Este gran haragán, como le gustaba definirse, dirigió cinco teatros (en Montpellier, en Lyon, en Chaillot, y la Ópera-Comique de París, y su Boîte à Rêves, en Béziers) y firmó casi doscientos espectáculos, con éxitos descomunales (Cyrano, Asterix, D’Artagnan) y grandes clásicos (de Shakespeare a Brecht), pasando por faenas de aliño, como aquella Lisístrata del festival de Mérida (2010), lo último que le vimos, en la que emergía un arrasador Paco León.

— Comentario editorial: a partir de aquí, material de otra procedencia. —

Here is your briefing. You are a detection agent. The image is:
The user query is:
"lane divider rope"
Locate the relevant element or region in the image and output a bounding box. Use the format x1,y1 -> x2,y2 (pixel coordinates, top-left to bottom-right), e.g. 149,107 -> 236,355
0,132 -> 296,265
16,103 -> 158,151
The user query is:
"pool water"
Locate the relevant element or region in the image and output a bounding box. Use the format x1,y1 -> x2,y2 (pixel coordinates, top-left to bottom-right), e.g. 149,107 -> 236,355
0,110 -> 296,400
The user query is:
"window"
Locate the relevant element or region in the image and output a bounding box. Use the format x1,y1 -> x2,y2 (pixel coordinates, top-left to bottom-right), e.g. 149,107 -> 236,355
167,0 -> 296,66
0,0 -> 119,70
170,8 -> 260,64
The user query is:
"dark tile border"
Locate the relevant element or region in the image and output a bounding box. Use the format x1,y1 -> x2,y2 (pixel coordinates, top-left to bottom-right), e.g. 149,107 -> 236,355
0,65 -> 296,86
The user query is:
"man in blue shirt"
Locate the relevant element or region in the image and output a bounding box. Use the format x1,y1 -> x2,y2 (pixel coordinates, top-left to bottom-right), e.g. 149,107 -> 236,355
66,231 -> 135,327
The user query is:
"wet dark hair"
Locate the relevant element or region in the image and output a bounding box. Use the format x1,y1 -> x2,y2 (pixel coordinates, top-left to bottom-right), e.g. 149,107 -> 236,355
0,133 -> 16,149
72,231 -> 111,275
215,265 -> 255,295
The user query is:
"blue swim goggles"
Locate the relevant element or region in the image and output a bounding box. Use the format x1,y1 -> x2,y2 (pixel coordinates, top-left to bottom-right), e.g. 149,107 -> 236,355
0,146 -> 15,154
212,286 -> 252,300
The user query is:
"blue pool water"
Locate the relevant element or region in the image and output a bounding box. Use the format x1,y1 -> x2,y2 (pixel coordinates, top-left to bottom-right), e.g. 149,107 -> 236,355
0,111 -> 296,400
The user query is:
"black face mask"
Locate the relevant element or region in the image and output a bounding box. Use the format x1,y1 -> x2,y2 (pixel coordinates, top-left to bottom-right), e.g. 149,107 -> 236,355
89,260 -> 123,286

En Perelada y el Matadero había presentado La Revista Negra: New Orleans Forever (2006), un vitalísimo homenaje a Joséphine Baker, y en el Tívoli y el Español disfrutamos el año anterior una gozosa zambullida autobiográfica, La vie d’artiste (racontée a ma fille) que ahora adquiere fulgores testamentarios. “Me han enterrado tantas veces”, decía allí Savary, “que ya he perdido la cuenta, pero yo acabaré mis días como un mendigo, hija mía, bajo el Pont des Arts”. Era una coquetería: ha muerto en Levallois-Perret, a seis kilómetros del centro de París, con 70 años que no aparentaba. Última, imperecedera imagen: un crío eterno con el rostro enharinado y una chistera abollada en mil batallas, mascando su sempiterno habano y luciendo un tripón glorioso, como el viejo Calvero de Candilejas, con la trompeta empapada en tequila, dibujando un perfil canalla, petardista, descaradamente sentimental. Un rey del teatro, quoi!